Hoffman garnered acclaim for film roles including 2005’s “Capote,” for which he won the Oscar for best actor in a leading role. He was nominated for best supporting actor for 2007’s “Charlie Wilson’s War,” 2008’s “Doubt” and “The Master” from 2012.
The actor was found in his fourth-floor apartment by screenwriter David Katz, who called 911, according to the Wall Street Journal, citing a law-enforcement official it didn’t identify. Katz had been concerned after not being able to get in touch with Hoffman, the Journal reported.
Hoffman was born on July 23, 1967, in Fairport, New York, a suburb of Rochester, to Gordon Stowell Hoffman and Marilyn L. O’Connor, according to Marquis Who’s Who.
He began acting in high school and, following a sports injury, decided to study theater, according to a 2000 profile in W magazine.
“I had no desire to do film at all,” he said, according to W. “I thought it was silly -- not that film was silly, but that me acting in film was silly.”
In 1989, he graduated from New York University’s Tisch School of the Arts with a bachelor’s degree in theater, according to a biography on the New York Times website. He was also an accomplished theater actor and director, and was nominated most recently for a Tony Award for his portrayal of Willy Loman in a 2012 revival of “Death of a Salesman.”
His first Tony nomination came in 2000 for his performance in “True West,” followed by another in 2003 for “Long Day’s Journey Into Night.”
In accepting his Oscar, Hoffman acknowledged his mother, who he said raised four children on her own and took him to his first play.
“And she stayed up with me to watch the NCAA Final Four, and her passions became my passions,” Hoffman said. “And be proud mom because I’m proud of you, and we’re here tonight and it’s so good.”
Fellow actors poured onto Twitter with condolences, including Ricky Gervais, who described Hoffman as “one of the greatest actors of a generation and a sweet, funny and humble man.”
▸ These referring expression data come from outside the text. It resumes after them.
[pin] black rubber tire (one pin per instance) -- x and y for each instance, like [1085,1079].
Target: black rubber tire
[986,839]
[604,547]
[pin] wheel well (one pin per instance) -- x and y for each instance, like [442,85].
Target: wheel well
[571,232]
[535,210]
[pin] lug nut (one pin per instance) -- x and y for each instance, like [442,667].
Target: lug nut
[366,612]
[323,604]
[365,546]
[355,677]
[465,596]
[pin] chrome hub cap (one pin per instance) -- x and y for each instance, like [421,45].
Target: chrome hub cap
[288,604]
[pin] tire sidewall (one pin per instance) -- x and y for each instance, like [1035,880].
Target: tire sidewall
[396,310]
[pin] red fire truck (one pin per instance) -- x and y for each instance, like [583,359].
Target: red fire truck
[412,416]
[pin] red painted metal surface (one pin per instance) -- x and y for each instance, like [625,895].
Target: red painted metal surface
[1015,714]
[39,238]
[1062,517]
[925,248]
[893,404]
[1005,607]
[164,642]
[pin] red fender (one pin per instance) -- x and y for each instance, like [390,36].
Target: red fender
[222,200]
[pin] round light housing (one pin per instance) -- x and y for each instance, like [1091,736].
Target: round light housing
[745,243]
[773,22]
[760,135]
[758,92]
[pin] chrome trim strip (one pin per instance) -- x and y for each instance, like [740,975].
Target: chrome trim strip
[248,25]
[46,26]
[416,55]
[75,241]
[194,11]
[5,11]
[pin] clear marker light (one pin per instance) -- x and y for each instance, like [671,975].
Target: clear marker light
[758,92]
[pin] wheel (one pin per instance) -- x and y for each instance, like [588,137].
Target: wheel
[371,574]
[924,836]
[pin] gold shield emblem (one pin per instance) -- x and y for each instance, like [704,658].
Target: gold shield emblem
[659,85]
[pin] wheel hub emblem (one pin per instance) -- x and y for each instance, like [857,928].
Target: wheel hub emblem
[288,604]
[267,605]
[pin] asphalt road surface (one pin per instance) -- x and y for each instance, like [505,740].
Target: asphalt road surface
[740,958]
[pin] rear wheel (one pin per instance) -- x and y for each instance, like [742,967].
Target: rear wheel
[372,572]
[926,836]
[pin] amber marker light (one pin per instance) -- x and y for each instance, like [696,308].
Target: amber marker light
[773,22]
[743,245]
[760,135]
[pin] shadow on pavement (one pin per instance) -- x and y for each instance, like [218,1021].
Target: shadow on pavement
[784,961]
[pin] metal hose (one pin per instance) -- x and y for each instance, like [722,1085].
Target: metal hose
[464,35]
One of his most recent roles was in the dystopian “Hunger Games” film series, in which he played Plutarch Heavensbee in 2013’s “The Hunger Games: Catching Fire.” The 2014 and 2015 release dates of the two remaining movies in the franchise won’t be affected by Hoffman’s death, said a person with knowledge of the matter.
Hoffman had three children with Mimi O’Donnell, a costume designer he met on the 1999 play he directed, “In Arabia We’d All Be Kings,” according to Us Weekly magazine.